Following about an hour of public comment on the topic Thursday, the Ketchikan City Council directed management to talk with various interested parties to find a solution to the Performing Arts Center’s desire for a fully accessible entrance.
Any time anyone suggests removing even a single parking space from Ketchikan’s downtown, there’s going to be opposition. And this time is no exception.
The Performing Arts Center committee plans to renovate the old Fireside Building on Main Street into a community theater space. That historic building was built on a fairly steep hill, and before federal ADA guidelines, so access for people who use wheelchairs or with limited mobility is rather limited.
To address that, developers have come up with a plan to redesign the main entrance, aligning it with the small McCaw public parking lot, and adding a designated handicap parking space.
“We believe and are convinced in talking to architects that we can accomplish quality access with elimination of no more than one parking space,” said Keith Smith, project manager for the Performing Arts Center.
He added that the motion in front of the City Council merely allows city management to explore the idea with the PAC, and any agreement would have to come back to the Council for approval.
Other speakers talked about the need for quality access to the building.
Pat Chapman, whose granddaughter, Jessie, uses a wheelchair, said that steep part of Main Street is not good for people with disabilities.

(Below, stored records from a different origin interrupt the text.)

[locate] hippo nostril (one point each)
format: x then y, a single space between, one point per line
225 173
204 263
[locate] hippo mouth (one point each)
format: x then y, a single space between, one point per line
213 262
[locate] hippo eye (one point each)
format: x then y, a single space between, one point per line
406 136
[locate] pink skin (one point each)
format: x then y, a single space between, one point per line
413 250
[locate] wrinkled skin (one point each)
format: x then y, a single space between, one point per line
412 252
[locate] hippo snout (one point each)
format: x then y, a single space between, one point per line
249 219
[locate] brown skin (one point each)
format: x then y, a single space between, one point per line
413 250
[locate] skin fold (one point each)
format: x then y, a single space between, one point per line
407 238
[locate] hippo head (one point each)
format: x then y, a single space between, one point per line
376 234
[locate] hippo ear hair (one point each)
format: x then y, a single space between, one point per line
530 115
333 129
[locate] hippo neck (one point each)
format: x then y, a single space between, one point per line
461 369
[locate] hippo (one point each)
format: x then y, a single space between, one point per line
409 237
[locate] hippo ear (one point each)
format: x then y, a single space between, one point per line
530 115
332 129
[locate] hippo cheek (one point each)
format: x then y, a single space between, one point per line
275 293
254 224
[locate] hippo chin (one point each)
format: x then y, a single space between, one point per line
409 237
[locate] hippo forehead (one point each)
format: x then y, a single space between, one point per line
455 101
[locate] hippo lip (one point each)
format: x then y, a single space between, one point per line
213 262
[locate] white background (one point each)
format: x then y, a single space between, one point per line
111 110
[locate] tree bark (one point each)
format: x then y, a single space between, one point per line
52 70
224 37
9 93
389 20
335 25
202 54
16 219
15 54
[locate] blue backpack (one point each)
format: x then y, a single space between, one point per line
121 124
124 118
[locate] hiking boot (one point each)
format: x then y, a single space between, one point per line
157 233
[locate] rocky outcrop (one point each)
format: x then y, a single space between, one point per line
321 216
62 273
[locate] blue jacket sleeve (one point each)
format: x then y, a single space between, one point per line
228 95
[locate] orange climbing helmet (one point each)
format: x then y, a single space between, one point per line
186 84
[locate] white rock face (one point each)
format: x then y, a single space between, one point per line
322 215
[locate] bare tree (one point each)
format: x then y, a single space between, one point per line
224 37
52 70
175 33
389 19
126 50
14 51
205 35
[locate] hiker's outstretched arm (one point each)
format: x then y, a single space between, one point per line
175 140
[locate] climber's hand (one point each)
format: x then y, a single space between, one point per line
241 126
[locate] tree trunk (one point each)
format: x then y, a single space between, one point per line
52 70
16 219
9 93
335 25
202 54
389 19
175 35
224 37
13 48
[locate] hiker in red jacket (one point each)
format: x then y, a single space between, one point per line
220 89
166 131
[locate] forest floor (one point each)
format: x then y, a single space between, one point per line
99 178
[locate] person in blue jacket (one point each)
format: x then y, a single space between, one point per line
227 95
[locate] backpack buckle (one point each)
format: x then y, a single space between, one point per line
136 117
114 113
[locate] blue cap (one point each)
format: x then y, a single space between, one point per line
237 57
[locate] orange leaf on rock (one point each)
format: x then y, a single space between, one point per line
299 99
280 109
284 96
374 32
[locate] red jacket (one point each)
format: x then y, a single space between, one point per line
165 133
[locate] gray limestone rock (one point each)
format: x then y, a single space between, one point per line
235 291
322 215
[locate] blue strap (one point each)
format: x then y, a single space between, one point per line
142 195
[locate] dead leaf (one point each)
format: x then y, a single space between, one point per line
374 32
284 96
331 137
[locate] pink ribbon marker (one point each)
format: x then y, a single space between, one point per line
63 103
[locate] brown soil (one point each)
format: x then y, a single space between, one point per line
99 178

Chapman recalled a time when she, Jessie and the wheelchair almost rolled into Dock Street when they were trying to visit the First City Players office, which is in the Fireside Building.

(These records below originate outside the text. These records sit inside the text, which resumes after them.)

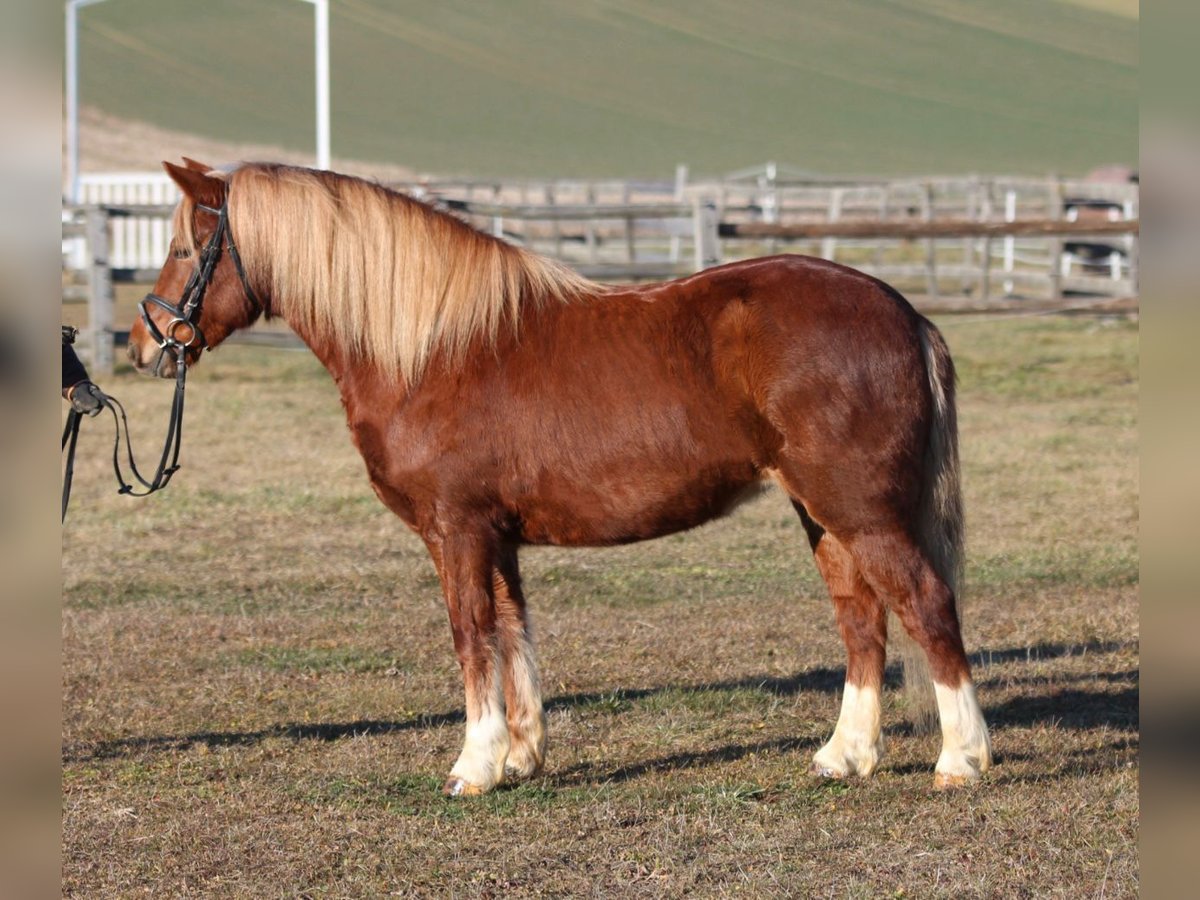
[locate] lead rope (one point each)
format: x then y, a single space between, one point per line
168 462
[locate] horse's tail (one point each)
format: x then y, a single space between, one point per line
940 522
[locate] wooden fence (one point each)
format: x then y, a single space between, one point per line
977 238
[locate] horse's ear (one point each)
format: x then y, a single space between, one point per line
190 163
201 187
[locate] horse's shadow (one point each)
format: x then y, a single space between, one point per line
1074 708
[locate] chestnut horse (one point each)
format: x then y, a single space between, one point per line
499 400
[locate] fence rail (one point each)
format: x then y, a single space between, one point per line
979 238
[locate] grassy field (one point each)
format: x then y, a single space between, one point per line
631 88
259 695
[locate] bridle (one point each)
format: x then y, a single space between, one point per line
185 313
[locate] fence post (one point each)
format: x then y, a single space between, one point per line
679 190
100 293
930 244
829 245
705 237
1056 258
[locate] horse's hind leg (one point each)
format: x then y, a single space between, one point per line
466 563
522 693
857 742
899 573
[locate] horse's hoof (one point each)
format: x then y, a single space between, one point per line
456 787
943 781
822 771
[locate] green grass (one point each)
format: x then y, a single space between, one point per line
268 708
631 87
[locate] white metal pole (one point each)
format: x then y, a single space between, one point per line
321 10
72 77
72 106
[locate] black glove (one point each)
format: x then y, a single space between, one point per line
85 397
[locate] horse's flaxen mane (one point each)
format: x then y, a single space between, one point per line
384 276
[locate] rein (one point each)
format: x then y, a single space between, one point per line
185 313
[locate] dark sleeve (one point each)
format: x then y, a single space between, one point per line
72 369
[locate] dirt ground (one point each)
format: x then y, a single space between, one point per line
261 699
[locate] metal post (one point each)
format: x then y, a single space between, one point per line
100 293
321 9
705 234
72 78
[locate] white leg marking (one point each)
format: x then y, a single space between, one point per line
857 742
481 762
528 730
966 748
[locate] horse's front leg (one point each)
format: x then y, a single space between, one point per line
466 564
522 691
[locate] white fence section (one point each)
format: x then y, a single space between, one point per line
135 241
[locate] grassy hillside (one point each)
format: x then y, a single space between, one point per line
633 87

“I luckily pushed her chair into the wall, and managed to back it down so I could get her into the First City Players,” Chapman said.
In all, six people spoke in favor of moving forward with the Performing Arts Center request. Mike Elerding of Coastal Real Estate, though, strongly opposes the proposal, because it will take away parking space used by his customers.
“We’re not opposed to ADA access to the building,” he said. “We’re just opposed to using the ADA access veil, as it seems, to take public parking that is at a premium in downtown Ketchikan.”
Elerding also read a letter from Ed Zastrow of the local Pioneers of Alaska Igloo, which owns a building next to the Performing Arts Center.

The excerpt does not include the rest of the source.